Ольгерд провел пальцами по моей скуле, неторопливо поглаживая щеку. Ох, не врала Ирис, когда называла супруга в письмах бесконечно нежным и чутким любовником. Он словно угадывал каждое мое желание.
Жар, исходивший от Ольгерда, действовал на меня куда приятней, чем хмель. Такого мужчину и полюбить не грех — пусть угрожает мне сколько угодно, если после будет так целовать.
Лишь все более отчетливый металлический привкус портил этот волшебный момент. Он нарастал, пока мое горло не начало гореть, как будто его залили расплавленым золотом.
Мучительный кашель сотряс меня, и мне пришлось с большой неохотой оттолкнуть от себя Ольгерда.
Кашель не стихал, пока я не выплюнула окровавленный золотой на траву. Пение птиц тотчас стихло, а трава почернела.
Золотая монета с изображением императора наконец-то обратила мое внимание на нереальность происходящего. Я знала, стоит мне снова поднять глаза, я не увижу там прекрасной эльфийской чащи. Не увижу и нежной улыбки Ольгерда.
Вместо светло-зеленых глаз я увидела вертикальные зрачки Гюнтера о’Дима, в которых отражалась черная бездна.
— Comix cornici nunquam confodit oculum*.
Комментарий к Шум и ярость
*Comix cornici nunquam confodit oculum (лат.) - Ворон ворону глаз не выклюет.
========== Красное на черном ==========
— Интересный сон привиделся, Милена?
Резкий звук его голоса едва не заставил меня свалиться с лошади прямо в грязь. Ольгерд успел подхватить меня за рубашку; грубая ткань тотчас треснула на рукаве.
Серые деревья и извилистая дорога едва ли напоминали дивную чащу из моего сна. Ворон ворону глаз не выклюет. Эта фраза болезненно напоминала мне о чем-то неприятном, но детали то и дело от меня ускользали. Попытки вспомнить только усиливали тупую боль в висках.
— Кошмар.
В горле все еще стоял горький привкус металла.
— Занятно, мне так не показалось.
Ольгерд решил поупражняться в телепатии?
Не имеет значения. Страницы Кодекса лежали в сумке для свитков на поясе атамана. Даже будучи не восприимчивой к магическим потокам, я физически ощущала некое присутствие. По телу то и дело пробегала леденящая дрожь.
Как и во сне, ночь была удивительно безмолвной — ни писка, ни шороха, будто меня оглушили.
Иштван рассказывал, что Кодекс проверяет рассудок на прочность, он способен уловить потаенные мысли и страхи. Охватившая меня неестественная эйфория в доме у Шезлока лишь подтверждала слабость моего сознания перед чарами манускрипта.
«Виват, атаман!» — зычно поприветствовал Ольгерда мой прежде молчаливый страж. Атаман лишь слегка наклонил голову. Мне бы тоже уже надоели эти раболепные взгляды.
— Докладывай, Сташек. Стряслось что в мое отсутствие?
Стоило лишь снова встать на твердую землю, как к горлу подступил ком. Вместе с тошнотой вернулись и неприятные воспоминания о моем незадачливом выступлении в Алхимии. Больше Ольгерд мне и бокала вина не предложит.
— Никак нет, атаман! Ведьмак не появлялся. Сдох, вестимо, — всплеснул он руками.
Я так и не спросила, что же он поручил исполнять Геральту из Ривии. Впрочем, знаменитого ведьмака даже Вильгефорц не убил, вряд ли убьют желания Ольгерда.
— Никто не станет по нему слезы лить. Позаботься о Годиве.
Сташек растерянно взглянул сначала на меня, затем на Ольгерда.
— Милена. На какое-то время тут остановится.
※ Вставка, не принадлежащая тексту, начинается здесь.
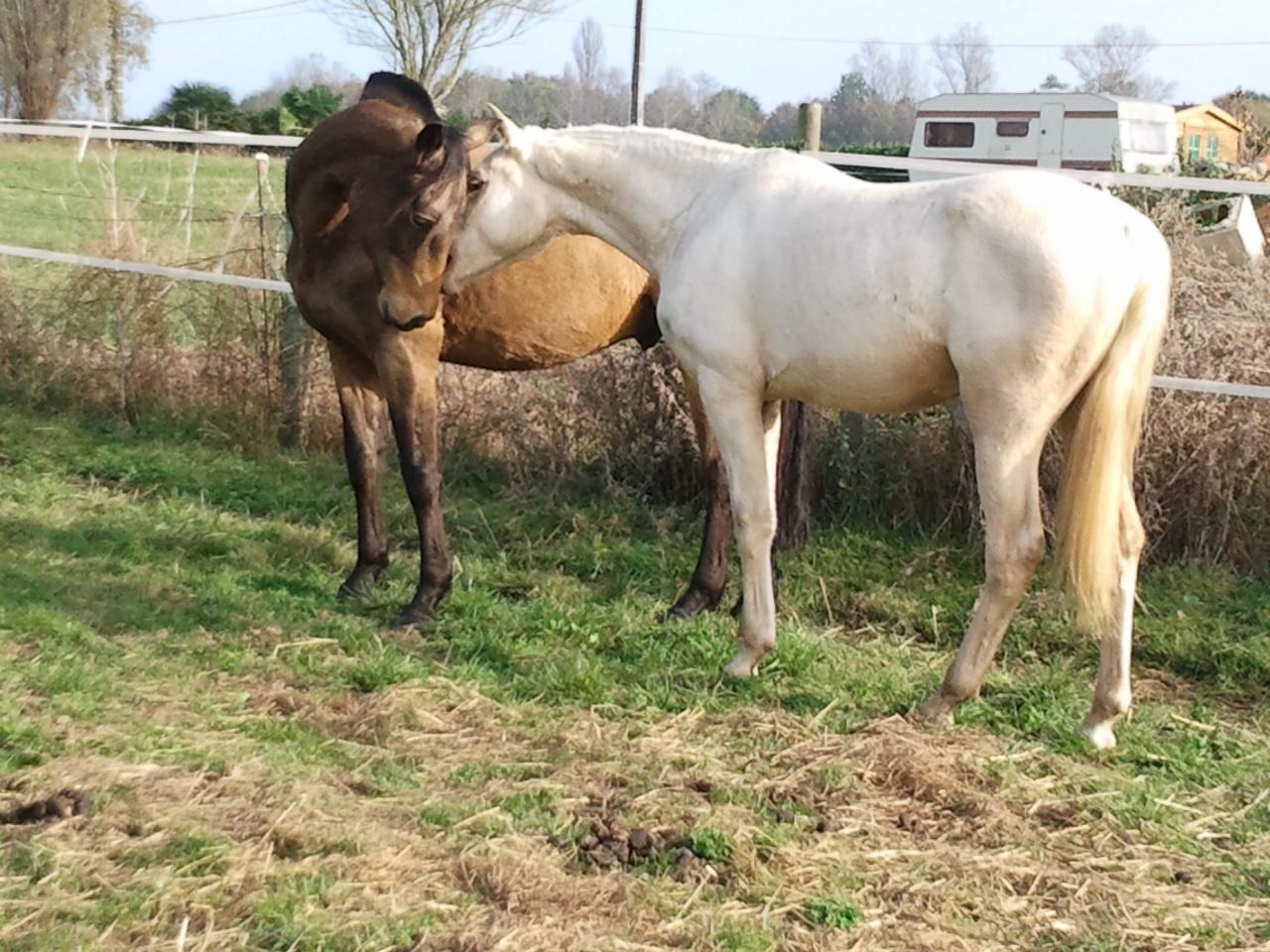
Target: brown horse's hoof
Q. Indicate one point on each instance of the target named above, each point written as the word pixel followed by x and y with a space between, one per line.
pixel 359 581
pixel 423 606
pixel 693 603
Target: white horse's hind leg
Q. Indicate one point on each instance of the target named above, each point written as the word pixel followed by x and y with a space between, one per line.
pixel 1111 692
pixel 746 426
pixel 1015 543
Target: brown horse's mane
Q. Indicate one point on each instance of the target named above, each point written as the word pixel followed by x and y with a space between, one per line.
pixel 403 91
pixel 384 122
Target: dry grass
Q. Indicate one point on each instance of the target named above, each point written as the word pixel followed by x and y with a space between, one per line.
pixel 943 841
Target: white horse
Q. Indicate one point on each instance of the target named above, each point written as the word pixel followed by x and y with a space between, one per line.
pixel 1037 299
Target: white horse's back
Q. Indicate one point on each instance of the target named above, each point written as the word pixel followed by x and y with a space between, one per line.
pixel 884 298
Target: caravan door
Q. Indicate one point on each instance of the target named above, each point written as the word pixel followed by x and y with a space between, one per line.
pixel 1049 151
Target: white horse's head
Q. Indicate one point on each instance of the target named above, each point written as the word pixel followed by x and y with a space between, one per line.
pixel 508 212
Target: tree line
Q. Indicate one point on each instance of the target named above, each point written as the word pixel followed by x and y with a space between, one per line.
pixel 75 55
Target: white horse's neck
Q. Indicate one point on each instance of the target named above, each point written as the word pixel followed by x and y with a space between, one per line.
pixel 629 186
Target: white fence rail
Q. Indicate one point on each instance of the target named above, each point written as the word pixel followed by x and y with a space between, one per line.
pixel 89 130
pixel 84 130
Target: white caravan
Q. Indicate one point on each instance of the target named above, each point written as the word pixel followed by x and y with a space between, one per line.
pixel 1047 130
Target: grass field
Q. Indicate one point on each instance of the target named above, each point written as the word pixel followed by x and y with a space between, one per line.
pixel 54 200
pixel 549 769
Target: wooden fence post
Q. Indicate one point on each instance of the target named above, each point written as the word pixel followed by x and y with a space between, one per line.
pixel 291 338
pixel 810 127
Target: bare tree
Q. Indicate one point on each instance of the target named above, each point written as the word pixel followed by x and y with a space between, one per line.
pixel 431 40
pixel 892 79
pixel 964 60
pixel 1114 63
pixel 41 46
pixel 116 44
pixel 588 54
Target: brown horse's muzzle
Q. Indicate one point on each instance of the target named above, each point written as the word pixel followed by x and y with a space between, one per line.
pixel 411 308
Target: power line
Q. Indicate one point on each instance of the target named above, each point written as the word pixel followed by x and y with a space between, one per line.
pixel 683 31
pixel 232 13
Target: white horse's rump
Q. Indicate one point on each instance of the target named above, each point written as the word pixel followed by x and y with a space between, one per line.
pixel 1034 298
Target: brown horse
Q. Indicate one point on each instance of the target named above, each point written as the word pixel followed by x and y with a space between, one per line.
pixel 375 195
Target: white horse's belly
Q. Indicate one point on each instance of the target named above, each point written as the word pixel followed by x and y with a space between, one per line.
pixel 867 380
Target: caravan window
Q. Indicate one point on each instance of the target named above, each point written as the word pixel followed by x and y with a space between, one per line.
pixel 951 135
pixel 1012 128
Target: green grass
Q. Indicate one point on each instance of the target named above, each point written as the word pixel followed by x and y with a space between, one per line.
pixel 168 612
pixel 56 202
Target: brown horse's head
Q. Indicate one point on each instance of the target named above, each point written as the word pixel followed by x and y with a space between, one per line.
pixel 405 209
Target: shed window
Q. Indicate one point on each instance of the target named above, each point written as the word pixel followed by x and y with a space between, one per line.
pixel 951 135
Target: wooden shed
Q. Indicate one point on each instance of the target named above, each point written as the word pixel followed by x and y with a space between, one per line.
pixel 1206 132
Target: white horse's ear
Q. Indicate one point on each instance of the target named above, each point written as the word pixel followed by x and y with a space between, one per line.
pixel 508 130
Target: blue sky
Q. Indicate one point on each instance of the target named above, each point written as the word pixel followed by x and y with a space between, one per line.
pixel 806 45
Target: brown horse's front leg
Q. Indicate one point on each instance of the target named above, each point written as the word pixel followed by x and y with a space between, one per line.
pixel 408 368
pixel 710 576
pixel 365 452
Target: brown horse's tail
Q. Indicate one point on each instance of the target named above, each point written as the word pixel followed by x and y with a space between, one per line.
pixel 1096 517
pixel 794 476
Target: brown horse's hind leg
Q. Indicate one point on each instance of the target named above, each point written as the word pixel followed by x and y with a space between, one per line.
pixel 365 451
pixel 407 363
pixel 710 576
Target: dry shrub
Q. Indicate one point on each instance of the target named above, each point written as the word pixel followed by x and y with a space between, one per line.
pixel 620 416
pixel 144 347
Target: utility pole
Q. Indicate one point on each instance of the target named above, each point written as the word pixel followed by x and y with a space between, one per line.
pixel 638 67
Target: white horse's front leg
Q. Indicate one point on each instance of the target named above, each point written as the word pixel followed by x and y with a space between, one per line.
pixel 748 430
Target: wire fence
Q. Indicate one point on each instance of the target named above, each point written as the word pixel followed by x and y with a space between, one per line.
pixel 271 250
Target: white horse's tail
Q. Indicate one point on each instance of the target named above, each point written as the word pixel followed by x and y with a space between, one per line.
pixel 1097 520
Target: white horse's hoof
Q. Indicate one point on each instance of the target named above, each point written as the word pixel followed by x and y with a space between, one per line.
pixel 937 710
pixel 1098 734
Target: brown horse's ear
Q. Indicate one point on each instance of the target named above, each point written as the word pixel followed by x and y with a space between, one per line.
pixel 431 145
pixel 479 134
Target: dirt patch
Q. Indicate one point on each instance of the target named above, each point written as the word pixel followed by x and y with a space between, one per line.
pixel 611 843
pixel 59 806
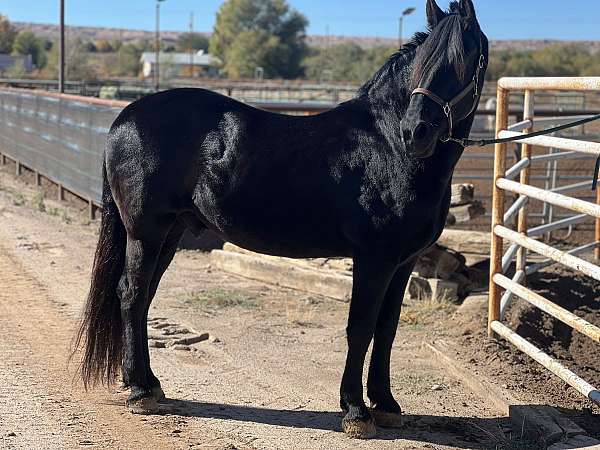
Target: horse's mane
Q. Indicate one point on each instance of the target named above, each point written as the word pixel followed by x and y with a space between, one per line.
pixel 446 47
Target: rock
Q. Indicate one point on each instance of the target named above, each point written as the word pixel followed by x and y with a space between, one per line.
pixel 418 287
pixel 444 289
pixel 182 348
pixel 192 339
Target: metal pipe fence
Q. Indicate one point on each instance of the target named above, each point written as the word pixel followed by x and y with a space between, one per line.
pixel 523 239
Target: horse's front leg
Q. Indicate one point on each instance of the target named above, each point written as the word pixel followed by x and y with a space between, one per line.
pixel 371 277
pixel 384 407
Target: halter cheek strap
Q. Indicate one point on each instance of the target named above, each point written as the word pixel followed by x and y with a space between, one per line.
pixel 448 107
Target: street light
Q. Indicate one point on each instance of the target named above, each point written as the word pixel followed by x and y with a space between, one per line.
pixel 157 47
pixel 61 50
pixel 406 12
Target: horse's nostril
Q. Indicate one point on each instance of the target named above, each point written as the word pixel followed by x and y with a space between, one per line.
pixel 421 131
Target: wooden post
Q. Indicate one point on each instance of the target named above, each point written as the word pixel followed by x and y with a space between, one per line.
pixel 91 210
pixel 497 208
pixel 525 175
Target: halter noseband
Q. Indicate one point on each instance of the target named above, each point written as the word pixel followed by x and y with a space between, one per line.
pixel 448 107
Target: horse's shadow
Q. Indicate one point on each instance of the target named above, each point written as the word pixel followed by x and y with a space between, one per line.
pixel 475 433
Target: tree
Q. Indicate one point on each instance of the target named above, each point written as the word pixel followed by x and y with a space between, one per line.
pixel 345 62
pixel 77 67
pixel 126 61
pixel 265 33
pixel 192 41
pixel 26 43
pixel 7 35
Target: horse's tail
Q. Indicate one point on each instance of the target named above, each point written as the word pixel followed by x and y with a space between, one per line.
pixel 100 330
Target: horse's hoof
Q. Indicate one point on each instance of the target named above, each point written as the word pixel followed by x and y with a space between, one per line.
pixel 359 429
pixel 387 419
pixel 143 406
pixel 158 394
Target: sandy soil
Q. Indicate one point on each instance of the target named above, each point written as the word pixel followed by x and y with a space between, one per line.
pixel 268 377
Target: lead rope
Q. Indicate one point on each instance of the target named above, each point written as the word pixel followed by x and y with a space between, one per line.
pixel 485 142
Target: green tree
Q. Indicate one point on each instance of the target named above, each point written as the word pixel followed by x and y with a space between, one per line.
pixel 126 61
pixel 192 41
pixel 77 66
pixel 26 43
pixel 7 35
pixel 345 62
pixel 265 33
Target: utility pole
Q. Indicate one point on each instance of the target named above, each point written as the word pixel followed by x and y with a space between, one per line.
pixel 61 50
pixel 407 12
pixel 157 48
pixel 190 44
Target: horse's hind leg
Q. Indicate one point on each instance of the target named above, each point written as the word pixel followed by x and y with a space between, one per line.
pixel 371 279
pixel 384 407
pixel 141 260
pixel 167 253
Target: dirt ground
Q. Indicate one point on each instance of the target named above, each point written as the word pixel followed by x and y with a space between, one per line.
pixel 522 377
pixel 267 378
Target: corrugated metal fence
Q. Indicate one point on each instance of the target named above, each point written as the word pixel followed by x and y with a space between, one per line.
pixel 61 137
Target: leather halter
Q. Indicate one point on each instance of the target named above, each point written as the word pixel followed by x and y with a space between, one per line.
pixel 448 106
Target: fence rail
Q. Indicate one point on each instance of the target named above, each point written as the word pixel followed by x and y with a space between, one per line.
pixel 524 238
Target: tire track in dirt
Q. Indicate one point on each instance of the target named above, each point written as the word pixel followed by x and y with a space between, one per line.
pixel 40 406
pixel 269 384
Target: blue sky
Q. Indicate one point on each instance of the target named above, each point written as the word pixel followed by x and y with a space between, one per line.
pixel 501 19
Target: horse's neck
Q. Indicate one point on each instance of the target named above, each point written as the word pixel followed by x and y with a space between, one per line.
pixel 389 101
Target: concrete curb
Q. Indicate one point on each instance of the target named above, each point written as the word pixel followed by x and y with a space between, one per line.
pixel 539 422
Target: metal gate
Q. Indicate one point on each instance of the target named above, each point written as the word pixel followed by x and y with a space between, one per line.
pixel 523 238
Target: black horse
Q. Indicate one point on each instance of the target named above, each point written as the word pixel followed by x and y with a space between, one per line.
pixel 369 179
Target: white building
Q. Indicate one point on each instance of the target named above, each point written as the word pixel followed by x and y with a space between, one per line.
pixel 174 65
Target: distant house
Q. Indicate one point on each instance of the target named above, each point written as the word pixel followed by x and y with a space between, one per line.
pixel 180 64
pixel 9 61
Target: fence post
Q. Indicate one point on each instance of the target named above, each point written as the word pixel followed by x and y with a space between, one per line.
pixel 528 114
pixel 597 251
pixel 497 208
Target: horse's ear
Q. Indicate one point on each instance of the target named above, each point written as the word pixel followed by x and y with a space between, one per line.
pixel 434 14
pixel 467 9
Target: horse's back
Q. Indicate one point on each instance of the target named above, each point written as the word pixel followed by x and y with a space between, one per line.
pixel 256 178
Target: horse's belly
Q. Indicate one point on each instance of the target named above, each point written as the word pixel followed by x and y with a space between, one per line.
pixel 291 232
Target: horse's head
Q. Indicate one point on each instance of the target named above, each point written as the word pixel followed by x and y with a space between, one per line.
pixel 447 78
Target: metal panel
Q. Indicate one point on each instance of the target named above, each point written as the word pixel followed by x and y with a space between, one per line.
pixel 60 137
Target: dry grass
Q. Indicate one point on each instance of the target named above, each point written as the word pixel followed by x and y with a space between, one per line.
pixel 220 298
pixel 426 310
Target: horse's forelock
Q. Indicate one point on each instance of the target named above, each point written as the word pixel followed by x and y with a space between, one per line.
pixel 444 47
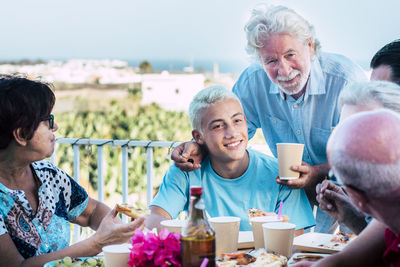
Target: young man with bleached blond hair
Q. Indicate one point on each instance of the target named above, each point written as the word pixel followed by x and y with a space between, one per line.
pixel 234 178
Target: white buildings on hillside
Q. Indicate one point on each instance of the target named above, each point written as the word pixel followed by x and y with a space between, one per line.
pixel 171 91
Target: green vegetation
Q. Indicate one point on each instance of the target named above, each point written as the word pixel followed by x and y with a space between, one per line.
pixel 117 121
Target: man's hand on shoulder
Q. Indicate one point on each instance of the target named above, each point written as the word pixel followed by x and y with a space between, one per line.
pixel 188 156
pixel 309 176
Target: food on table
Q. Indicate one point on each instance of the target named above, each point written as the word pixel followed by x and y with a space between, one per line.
pixel 270 260
pixel 241 258
pixel 76 262
pixel 198 237
pixel 307 257
pixel 338 241
pixel 254 212
pixel 131 211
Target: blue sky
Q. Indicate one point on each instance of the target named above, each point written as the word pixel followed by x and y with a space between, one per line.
pixel 180 29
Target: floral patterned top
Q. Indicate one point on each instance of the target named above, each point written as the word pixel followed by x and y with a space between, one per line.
pixel 61 200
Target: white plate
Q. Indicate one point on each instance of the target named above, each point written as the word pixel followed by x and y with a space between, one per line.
pixel 245 240
pixel 317 242
pixel 292 262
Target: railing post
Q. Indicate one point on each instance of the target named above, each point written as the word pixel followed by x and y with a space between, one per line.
pixel 124 174
pixel 100 174
pixel 124 178
pixel 77 228
pixel 149 151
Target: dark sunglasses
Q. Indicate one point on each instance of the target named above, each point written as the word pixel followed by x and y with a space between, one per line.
pixel 50 118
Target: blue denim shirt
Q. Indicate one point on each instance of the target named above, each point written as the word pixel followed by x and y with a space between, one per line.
pixel 308 120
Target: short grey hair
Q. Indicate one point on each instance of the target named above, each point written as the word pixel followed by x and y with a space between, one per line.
pixel 369 93
pixel 375 179
pixel 205 98
pixel 266 20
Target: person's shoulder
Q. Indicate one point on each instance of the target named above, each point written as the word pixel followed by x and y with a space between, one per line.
pixel 341 66
pixel 44 165
pixel 252 70
pixel 175 173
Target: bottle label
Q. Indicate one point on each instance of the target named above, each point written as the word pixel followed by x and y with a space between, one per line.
pixel 200 205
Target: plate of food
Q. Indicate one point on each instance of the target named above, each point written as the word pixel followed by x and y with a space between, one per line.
pixel 75 262
pixel 297 257
pixel 323 243
pixel 131 211
pixel 256 258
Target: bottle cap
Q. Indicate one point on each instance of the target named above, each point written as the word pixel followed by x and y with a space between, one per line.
pixel 196 190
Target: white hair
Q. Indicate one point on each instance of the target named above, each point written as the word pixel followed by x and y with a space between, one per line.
pixel 368 94
pixel 205 98
pixel 375 179
pixel 266 20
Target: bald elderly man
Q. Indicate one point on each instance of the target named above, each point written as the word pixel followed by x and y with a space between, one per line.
pixel 364 152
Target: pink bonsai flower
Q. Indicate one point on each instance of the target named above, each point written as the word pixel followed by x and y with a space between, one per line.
pixel 149 249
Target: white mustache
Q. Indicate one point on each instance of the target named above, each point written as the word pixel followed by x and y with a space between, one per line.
pixel 293 74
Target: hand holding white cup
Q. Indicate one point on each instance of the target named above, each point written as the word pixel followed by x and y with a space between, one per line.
pixel 289 154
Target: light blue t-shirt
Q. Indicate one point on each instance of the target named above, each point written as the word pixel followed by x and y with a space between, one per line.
pixel 308 120
pixel 256 188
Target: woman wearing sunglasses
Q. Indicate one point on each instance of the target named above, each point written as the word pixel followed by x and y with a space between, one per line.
pixel 38 200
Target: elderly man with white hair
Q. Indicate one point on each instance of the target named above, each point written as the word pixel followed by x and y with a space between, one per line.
pixel 290 92
pixel 364 152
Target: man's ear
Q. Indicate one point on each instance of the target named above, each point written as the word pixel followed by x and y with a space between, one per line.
pixel 359 199
pixel 197 137
pixel 19 138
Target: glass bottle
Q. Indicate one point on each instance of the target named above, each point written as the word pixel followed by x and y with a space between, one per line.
pixel 198 237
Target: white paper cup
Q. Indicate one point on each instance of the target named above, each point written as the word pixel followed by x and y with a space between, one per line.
pixel 256 225
pixel 173 226
pixel 278 238
pixel 289 154
pixel 116 255
pixel 226 233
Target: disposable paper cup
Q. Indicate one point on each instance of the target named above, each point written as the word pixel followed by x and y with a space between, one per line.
pixel 173 226
pixel 226 233
pixel 289 154
pixel 278 237
pixel 256 225
pixel 116 255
Кабан переждал мгновенье, видимо надеясь получить чуть больше подробностей, но для Ольгерда разговор был уже давно закончен.
— Комната справа от кабинета. Сташек отнесет твои вещи, — широкий жест дал понять, что мое присутствие больше не требовалось.
— Я могу отдохнуть с дороги?
Сташек хмурился, словно пытаясь понять, что за отношения нас связывают.
— До полудня, — смилостивился Ольгерд.
Тихое, но отчетливое «курва» пронеслось мне вслед, когда я пересекала парадный зал, стараясь как можно быстрее попасть в свое новое пристанище. Нужно будет дверь чем-нибудь изнутри подпереть, а то прирежут ночью невзначай. А Ольгерду доложат, что поскользнулась на сабле.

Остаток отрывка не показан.